When utilizing the Seven Norms of Collaboration in faculty meetings, team meetings, or collaborative learning groups, being conscious about our brain-based social needs will help everyone be more successful. Paying Attention to Self and Others (norm #6) pertains to your level of consciousness about what you are thinking, feeling and saying and what others are thinking, feeling and saying. Sometimes it is not obvious, even to ourselves, how/why we react to what we see and hear.
As school-based collaborative groups continually refine their craftsmanship, having a raised awareness of the brain-based social needs of your colleagues is a real advantage. In Your Brain at Work, author David Rock explores the theory that the brain responds to all stimuli in two ways: the need to minimize danger, which creates the “away responses” of anxiety, fear, and sadness, and the need to maximize rewards, which create the “toward responses” of happiness, curiosity and contentment. These needs of minimizing danger and maximizing rewards at the most basic level, can cause shifts in our brain during collaboration time that directly affect the outcomes of that collaboration. Rock further elaborates on these critical social needs of the brain through his S.C.A.R.F. acronym:
STATUS: Status refers to our natural brain-based need to be accepted, liked and respected by others. Threats to one’s status cause an immediate “away response”, whereas experiencing a sense of importance or recognition within an organization causes reward circuits in our brain to fire. What might be you be doing, through body language, tone of voice, or the words you choose (or don’t choose) that may threaten your colleagues’ status? Status threats shut down collaboration more quickly than anything.
CERTAINTY: We are all programmed for
certainty – we need to know what to expect in order to access collaborative,
higher-order thinking. The human brain
has a basic need to know what is coming next. A primary function of the brain’s
neo-cortex is to predict, and whether we realize it or not, we are constantly
making conscious and subconscious predictions about everything. When in a meeting or small collaborative group,
a higher level of discourse and critical thinking will be achieved when the
group knows what to expect. Using
meeting norms and/or sticking to your agenda is a way to achieve this.

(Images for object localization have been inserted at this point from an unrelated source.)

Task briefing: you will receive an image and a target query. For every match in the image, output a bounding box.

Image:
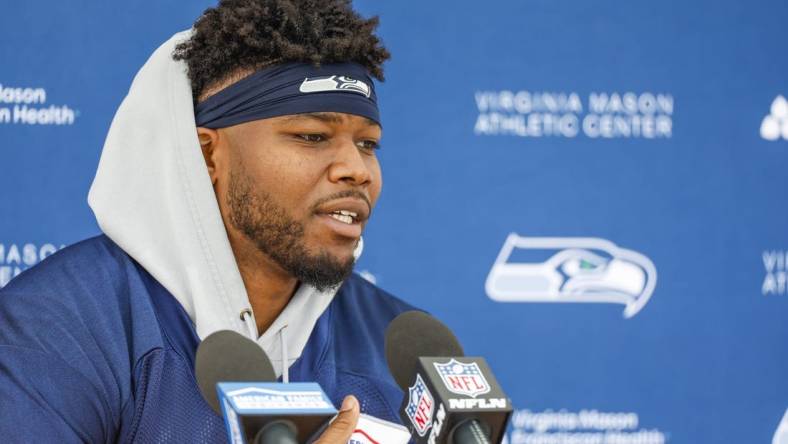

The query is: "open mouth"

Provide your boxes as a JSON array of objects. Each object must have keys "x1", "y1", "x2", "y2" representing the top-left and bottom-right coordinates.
[
  {"x1": 313, "y1": 196, "x2": 370, "y2": 239},
  {"x1": 327, "y1": 209, "x2": 358, "y2": 225}
]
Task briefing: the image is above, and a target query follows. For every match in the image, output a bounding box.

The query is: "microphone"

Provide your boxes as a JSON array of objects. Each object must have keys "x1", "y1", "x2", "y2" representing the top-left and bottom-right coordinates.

AUTONOMY: The brain’s need for autonomy
is strong. We all need to feel a sense
of control and to use self determination to make decisions in our work. When our sense of control and our sense of
efficacy is low, the “away response” kicks in and people shut down. Knowing
that people need to feel free to make choices, or at least choose among some
options, what are some strategies that could be incorporated into your regular
collaboration? RELATEDNESS: Making connections is as critical to our brain as food and water are to our bodies. We are constantly making connections among variables and developing and refining relationships with our colleagues. We quickly size up others as either a friend or a foe, and foes are met with the brain’s threat response. When relatedness is strong, our brain releases oxytocin, causing an increase in trust. When relatedness is weak, the brain releases cortisol, increasing our stress (and decreasing the quality of our collaboration).
FAIRNESS: A sense of fairness may be the strongest brain need of all. Feeling that you are being treated fairly is critical in keeping our thinking from shutting down. A perception of fairness and/or justice has been shown to be even more important than the need for food and water in some research studies. Fairness is a source of threat or reward, and when it is out of balance, quality collaboration is impossible.
Think about an example when you have been highly aware of others’ social needs in a collaborative setting. What was the outcome? The S.C.A.R.F. model helps us remember these important social needs of the brain in order to better empathize and understand our colleagues, and ultimately maximize our collaboration.